There are several sports that trying to get a place on the Olympics Games rotation (yes Peyton, including football). CO-ED MAGAZINE talks about one that probably won’t be, but would probably make guys watch more Olympics coverage
online when their wives are asleep with their wives: Competitive Pole Dancing.
Apparently such competitions exist: SFGATE.COM has a list of several, ranging from the clothed to the nude. The story includes a video of the Belgian Competitive Pole Dancing Champion, Anouch Proost. Are we going to give you the SFW video? Of course we are…after the jump.
Actually, the concept of Competitive Pole Dancing isn’t…let’s call it “aesthetically pleasing”…but it also performs a valuable service: giving Olympic gymnasts a sport to compete in after they are officially over the hill (18 and older). Although it’s probably for the best if we ask the Chinese to not send a team: no one wants Chris Hansen lurking around the arena with a camera crew.
Of course, with any sport like this, we’ll need judges who are familiar with the intricacies of the art of pole dancing. I’d like to suggest that if Larry Johnson isn’t busy, he certainly has the necessary experience. (Or, let’s be honest, pretty much any NBA player.)
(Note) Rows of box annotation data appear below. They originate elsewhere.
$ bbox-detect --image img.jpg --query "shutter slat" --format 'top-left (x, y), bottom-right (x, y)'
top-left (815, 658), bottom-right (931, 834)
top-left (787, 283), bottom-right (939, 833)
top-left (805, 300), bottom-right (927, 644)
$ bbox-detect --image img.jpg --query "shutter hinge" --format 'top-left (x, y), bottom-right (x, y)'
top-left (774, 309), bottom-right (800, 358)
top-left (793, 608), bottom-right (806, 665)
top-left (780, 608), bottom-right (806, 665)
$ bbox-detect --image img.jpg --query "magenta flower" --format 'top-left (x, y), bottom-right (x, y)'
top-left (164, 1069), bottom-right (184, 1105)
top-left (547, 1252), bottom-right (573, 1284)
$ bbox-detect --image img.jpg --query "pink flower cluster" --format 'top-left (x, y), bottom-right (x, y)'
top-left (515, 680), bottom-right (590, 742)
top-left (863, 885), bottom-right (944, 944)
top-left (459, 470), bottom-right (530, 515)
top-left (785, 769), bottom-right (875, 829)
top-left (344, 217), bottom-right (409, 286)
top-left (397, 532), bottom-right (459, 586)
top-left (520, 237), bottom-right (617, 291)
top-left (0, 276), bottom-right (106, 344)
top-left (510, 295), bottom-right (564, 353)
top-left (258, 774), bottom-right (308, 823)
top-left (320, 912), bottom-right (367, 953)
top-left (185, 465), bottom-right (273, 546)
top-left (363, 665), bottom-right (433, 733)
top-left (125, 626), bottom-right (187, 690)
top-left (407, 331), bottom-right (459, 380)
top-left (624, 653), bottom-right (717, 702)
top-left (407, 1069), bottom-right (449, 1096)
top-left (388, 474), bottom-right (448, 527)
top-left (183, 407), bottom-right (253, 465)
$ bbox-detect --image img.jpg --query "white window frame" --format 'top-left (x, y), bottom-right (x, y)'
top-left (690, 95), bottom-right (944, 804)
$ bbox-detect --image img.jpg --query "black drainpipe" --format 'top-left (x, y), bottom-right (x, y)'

With people up in arms about softball being removed as an Olympic sport, maybe combining it with Competitive Pole Dancing is the way to go. I’m not sure exactly how you would get a pole planted on top of the dugout, but anything that would let the PA announcer say “let’s give it up for Jennie Finch pitching the third inning and dancing to some AC/DC” is something I can get behind. Scoring could be a combination of runs scored and singles earned.
Softball Pole Dancing for 2012: Someone get a petition started.